Los Kalkitos tienen su origen en Italia, cuando Gillette, conocida principalmente por sus productos de afeitado, adquirió una compañía especializada en serigrafía. Esta empresa destacaba por su avanzada tecnología para producir imágenes transferibles por presión, como las populares hojas Letraset que se utilizaban en diseño y maquetación. Fue en el Departamento de Marketing de Gillette donde se gestó la idea de convertir esa tecnología en un juego educativo y creativo para niños. Así nacieron los Kalkitos, una combinación única de imágenes transferibles y escenarios panorámicos que permitían a los pequeños crear sus propias historias llenas de imaginación. Gillette, que afeitaba a los adultos, logró también conquistar a los jóvenes con este innovador producto.
En 1978, los Kalkitos desembarcaron en España y rápidamente se convirtieron en un fenómeno. Estos álbumes ofrecían fondos ilustrados con decorados temáticos y láminas llenas de figuras transferibles que los niños podían colocar a su antojo. Los escenarios abarcaban una amplia gama de temáticas: vikingos, mundos futuristas, aventuras prehistóricas o del lejano Oeste. También habían algunos inspirados en clásicos literarios como 20.000 leguas de viaje submarino o Tarzán (ese fue uno de mis favoritos, debo confesar). Las opciones parecían infinitas, con personajes históricos como Pancho Villa o el Barón Rojo, y ediciones más modernas inspiradas en programas de televisión, torneos de futbol o como las dedicadas a Félix Rodríguez de la Fuente, lanzadas poco antes de su trágica muerte el 15 de marzo de 1980.
El éxito de los Kalkitos radicaba en su simplicidad y en la enorme creatividad que estimulaban. Su funcionamiento era sencillo, pero cargado de magia: desplegar el fondo panorámico, elegir una figura de la lámina transferible, posicionarla en el lugar ideal y frotar con un lápiz, bolígrafo o cualquier objeto con punta. Así, la figura se transfería al escenario, permitiendo al niño personalizar la historia como quisiera. Sin embargo, había que tener cuidado al rascar, porque si no se hacía con precisión, podía quedar incompleta. Era común que algún personaje perdiera una extremidad o algún detalle, lo que aunque frustrante, se convertía en parte del encanto.
Recuerdo que los Kalkitos fueron una parte fundamental de mi infancia. Pasaba horas creando mis propias escenas, comprando las láminas o recibiéndolas como regalo de mi madre, que las adquiría en una de mis papelerías jugueterías preferidas, la "papelería Cugat", cerca de mi escuela. Este lugar era mágico para mí (ya lo comente en un post dedicado a aquella entrañable y vieja papelería Cugat). Aquella papelería hasta sus últimos días siempre estuvo repleta de novedades que hacían de cada visita una aventura. Si quieres saber algo más de aquella papelería: "LIBRERÍA PAPELERÍA CUGAT".

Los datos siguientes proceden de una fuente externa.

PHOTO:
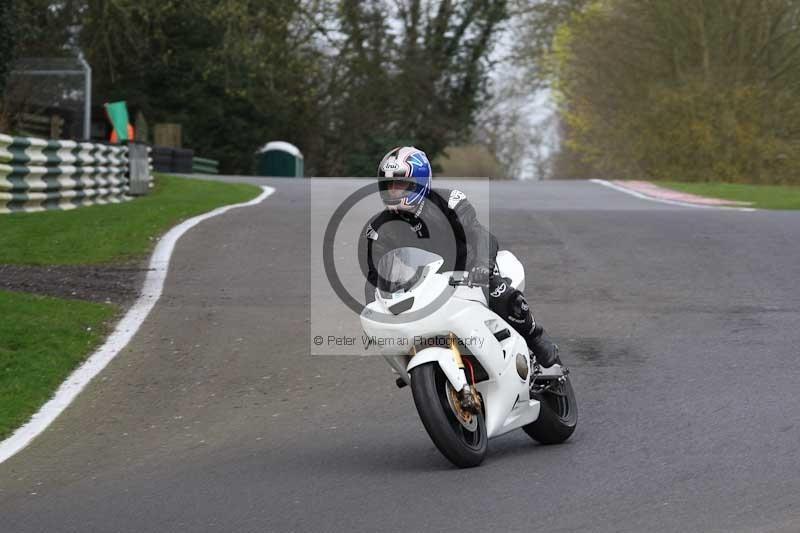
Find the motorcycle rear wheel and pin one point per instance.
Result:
(558, 415)
(461, 446)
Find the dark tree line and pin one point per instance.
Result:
(342, 79)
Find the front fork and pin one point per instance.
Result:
(468, 397)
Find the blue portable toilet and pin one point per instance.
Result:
(279, 158)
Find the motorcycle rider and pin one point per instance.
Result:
(445, 223)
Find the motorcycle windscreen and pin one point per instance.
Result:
(400, 269)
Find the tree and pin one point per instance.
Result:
(420, 83)
(687, 90)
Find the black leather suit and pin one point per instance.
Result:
(447, 226)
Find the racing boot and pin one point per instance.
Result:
(521, 317)
(545, 350)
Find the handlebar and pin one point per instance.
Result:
(464, 282)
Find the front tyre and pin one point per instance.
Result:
(558, 414)
(462, 439)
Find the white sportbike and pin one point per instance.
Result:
(471, 374)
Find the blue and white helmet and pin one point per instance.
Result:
(404, 179)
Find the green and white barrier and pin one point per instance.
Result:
(37, 174)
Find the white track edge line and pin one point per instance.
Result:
(643, 196)
(119, 338)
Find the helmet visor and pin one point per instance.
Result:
(393, 191)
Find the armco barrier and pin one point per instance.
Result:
(37, 174)
(201, 165)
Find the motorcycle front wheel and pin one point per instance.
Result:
(459, 437)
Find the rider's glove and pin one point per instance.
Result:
(479, 275)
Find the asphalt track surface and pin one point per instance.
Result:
(681, 326)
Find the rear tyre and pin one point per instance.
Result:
(558, 415)
(464, 444)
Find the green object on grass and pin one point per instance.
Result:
(118, 115)
(761, 196)
(42, 340)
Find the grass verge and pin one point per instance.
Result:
(42, 340)
(761, 196)
(114, 232)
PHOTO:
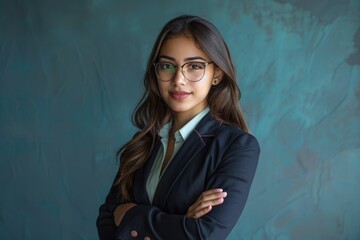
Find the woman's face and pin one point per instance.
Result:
(184, 97)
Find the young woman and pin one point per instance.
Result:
(187, 173)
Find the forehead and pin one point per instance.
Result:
(182, 47)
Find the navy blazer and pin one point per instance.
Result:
(215, 155)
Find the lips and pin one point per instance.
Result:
(179, 95)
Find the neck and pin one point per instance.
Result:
(180, 119)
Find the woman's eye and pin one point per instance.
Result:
(166, 66)
(196, 66)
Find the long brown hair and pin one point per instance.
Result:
(152, 113)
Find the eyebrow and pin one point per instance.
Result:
(186, 59)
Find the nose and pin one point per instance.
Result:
(179, 77)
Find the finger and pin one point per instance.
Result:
(199, 213)
(204, 208)
(211, 202)
(204, 200)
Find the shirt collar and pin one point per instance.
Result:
(184, 132)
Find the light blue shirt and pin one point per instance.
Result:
(180, 136)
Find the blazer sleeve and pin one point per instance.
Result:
(105, 221)
(234, 173)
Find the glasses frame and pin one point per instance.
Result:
(205, 64)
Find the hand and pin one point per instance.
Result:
(205, 202)
(120, 211)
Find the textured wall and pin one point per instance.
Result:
(70, 74)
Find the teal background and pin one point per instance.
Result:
(71, 73)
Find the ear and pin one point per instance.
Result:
(218, 75)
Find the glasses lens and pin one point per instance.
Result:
(194, 71)
(165, 71)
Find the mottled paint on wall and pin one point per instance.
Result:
(70, 74)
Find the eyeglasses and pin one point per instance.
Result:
(192, 71)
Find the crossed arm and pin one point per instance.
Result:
(234, 174)
(199, 208)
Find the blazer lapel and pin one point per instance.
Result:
(141, 176)
(195, 142)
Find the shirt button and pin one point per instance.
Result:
(133, 233)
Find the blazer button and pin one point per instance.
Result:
(133, 233)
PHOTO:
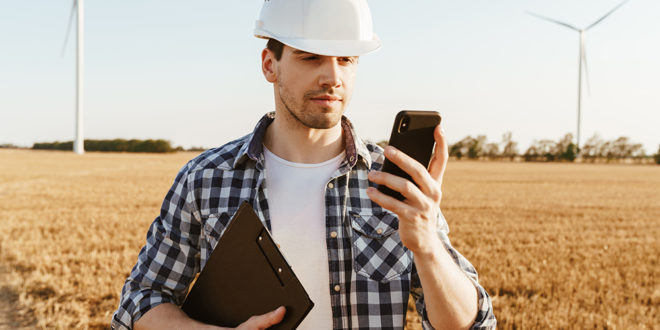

A menudo, no utilizaba todas las figuras en el decorado original, ya que prefería reservar algunas para decorar mis libros de texto, carpetas y hasta objetos completamente ajenos al tema. Esto extendía la diversión y me daba la sensación de llevar un pedazo de esas historias conmigo a todas partes.
Lo curioso es que, con los años, mi relación con los Kalkitos y los transferibles no terminó. Por increíble que parezca, terminé trabajando en un laboratorio de diseño gráfico y, durante más de cinco años, mi tarea principal fue fabricar los negativos para crear transferibles. Entre otras cosas, también participaba en la producción de transfers para montajes publicitarios. Este trabajo me devolvió a ese universo de creatividad que tanto me fascinaba de niño y, de alguna manera, me permitió revivir aquellos buenos recuerdos asociados a los Kalkitos. A día de hoy, al recordar esa época, no puedo evitar sonreír. Este post y los Kalkitos que saqué hoy de "EL BAÚL DE HAL" han traído de vuelta una avalancha de nostalgia.
Además de ser un simple pasatiempo, los Kalkitos fueron un puente hacia la imaginación. Las láminas transferibles, fabricadas con petroderivados y serigrafiadas con gran calidad, no eran solo un producto, sino una ventana a un mundo lleno de creatividad. Cada escenario tenía su propia narrativa, pero la verdadera magia era que cada niño podía adaptarlo a su gusto, creando historias únicas. Hoy, al recordarlos, revivo la emoción de aquellos momentos en los que, con un lápiz y algo de paciencia, podía construir un universo propio. Fueron mucho más que un juego: fueron una forma de explorar, imaginar y dar vida a aventuras inolvidables. ¡Qué maravillosa era esa época!